Em 2018, aplicações de computação cognitiva também tendem a crescer. Por enquanto, os investimentos são discretos, mas o crescimento deve ficar acima de 50% em relação ao ano anterior. A tendência é que outras verticais – além de finanças e saúde – invistam no uso da inteligência artificial para atendimento e engajamento de clientes, funcionalidades que têm sido exploradas e representam os casos mais emblemáticos atualmente no Brasil, como sistemas de diagnóstico e tratamento e análises de fraudes e investigação.

Igualmente animador é o mercado de cloud pública. A IDC Brasil prevê que a contratação de infraestrutura, plataforma e Software como Serviço (SaaS) em cloud pública atingirá US$ 1,7 bilhão em 2018 e praticamente o dobro até 2020. “A demanda por cloud pública cresce intensamente e abre oportunidades para novos datacenters”, explica Pietro Delai. Além disso, as exigências em termos de performance e disponibilidade pressionam as empresas por uma infraestrutura com alto nível de confiança e baixo tempo de resposta, o que também gera demanda para datacenters e outras soluções de TI. E, segundo Delai, até projetos de IoT, ainda que iniciantes, dão margens a planos de descentralização do armazenamento e/ou processamento e adoção de Edge Datacenters, fomentando esse mercado. Ainda com relação a cloud, a IDC Brasil confirma que o multicloud é uma realidade no país e prevê a continuidade da adoção de vários provedores cloud. “O número de médias e grandes empresas que têm apenas um provedor é praticamente igual ao de empresas que usam mais de um provedor, e soluções híbridas continuarão predominando nos próximos anos no Brasil”, afirma Pietro.

Na área de Telecom, as previsões da IDC Brasil apontam que os projetos de SD-WAN se tornarão uma realidade no país. “Ainda há muitos PoCs (Proof of Concept) em execução no mercado para testar o conceito e provar para os usuários finais que a tecnologia tem realmente os benefícios prometidos”, analisa André Loureiro, gerente de Pesquisa e Consultoria de TIC da IDC Brasil. Segundo ele, as operadoras já estão se estruturando mais proativamente e os clientes estão mais amadurecidos em relação às suas necessidades, e a previsão é que haja uma aceleração em projetos relevantes que levem o mercado de SD-WAN a mais do que dobrar em 2018. “O SD-WAN é um habilitador de projetos para o CIO”, conclui o analista.

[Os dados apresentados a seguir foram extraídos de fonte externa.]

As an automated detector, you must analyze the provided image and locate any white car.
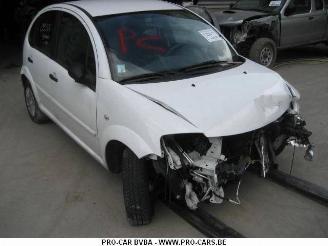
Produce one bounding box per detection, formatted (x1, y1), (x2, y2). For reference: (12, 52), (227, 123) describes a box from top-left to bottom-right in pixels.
(21, 0), (312, 225)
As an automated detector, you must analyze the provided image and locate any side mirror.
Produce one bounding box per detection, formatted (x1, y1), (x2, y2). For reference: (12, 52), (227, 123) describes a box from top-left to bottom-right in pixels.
(68, 63), (84, 84)
(285, 6), (296, 16)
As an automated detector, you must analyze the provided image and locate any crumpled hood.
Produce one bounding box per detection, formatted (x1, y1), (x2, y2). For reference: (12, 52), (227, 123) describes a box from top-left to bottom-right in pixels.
(211, 9), (268, 25)
(126, 61), (292, 137)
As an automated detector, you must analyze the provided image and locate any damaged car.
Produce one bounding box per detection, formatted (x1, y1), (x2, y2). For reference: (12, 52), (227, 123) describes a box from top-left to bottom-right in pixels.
(21, 0), (313, 225)
(190, 0), (328, 67)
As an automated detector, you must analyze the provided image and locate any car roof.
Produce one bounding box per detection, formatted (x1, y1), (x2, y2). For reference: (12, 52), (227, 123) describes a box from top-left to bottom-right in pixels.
(63, 0), (181, 17)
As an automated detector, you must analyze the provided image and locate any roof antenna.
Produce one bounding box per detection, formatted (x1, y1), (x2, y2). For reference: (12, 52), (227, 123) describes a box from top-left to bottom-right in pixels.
(289, 145), (295, 175)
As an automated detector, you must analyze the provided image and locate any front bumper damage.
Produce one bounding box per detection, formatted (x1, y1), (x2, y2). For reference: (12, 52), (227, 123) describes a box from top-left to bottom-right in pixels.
(158, 112), (313, 209)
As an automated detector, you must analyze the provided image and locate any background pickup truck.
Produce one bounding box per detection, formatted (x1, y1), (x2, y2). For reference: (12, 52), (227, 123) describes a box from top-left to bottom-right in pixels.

Quanto aos provedores regionais de Telecom, já têm grande relevância no mercado B2C e tendem a avançar este ano no B2B, com uma oferta maior no mix de produtos corporativos e foco principalmente em pequenas empresas. “O ambiente também está favorável a fusões e aquisições”, acredita Loureiro.

A IDC Brasil está otimista também em relação ao mercado de segurança da informação. 63% das médias e grandes empresas entrevistadas pela IDC afirmaram que ampliaram seus orçamentos em segurança e, além disso, investiram ou estão investindo formalmente na estruturação de suas áreas de segurança, com novos CSOs e novas ideias. Serviços como MSS (Managed Security Services) e consultorias de segurança também vêm ganhando importância e uma fatia maior nos orçamentos com segurança. Segundo o IDC Predictions Brasil 2018, os gastos com segurança, incluindo infraestrutura, software e serviços, devem crescer cerca de 9% em 2018, atingindo US$ 1,2 bilhão. Entretanto, lembra Luciano Ramos, “certos serviços devem crescer ainda mais, como o MSS, que deve avançar quase 15% neste ano”.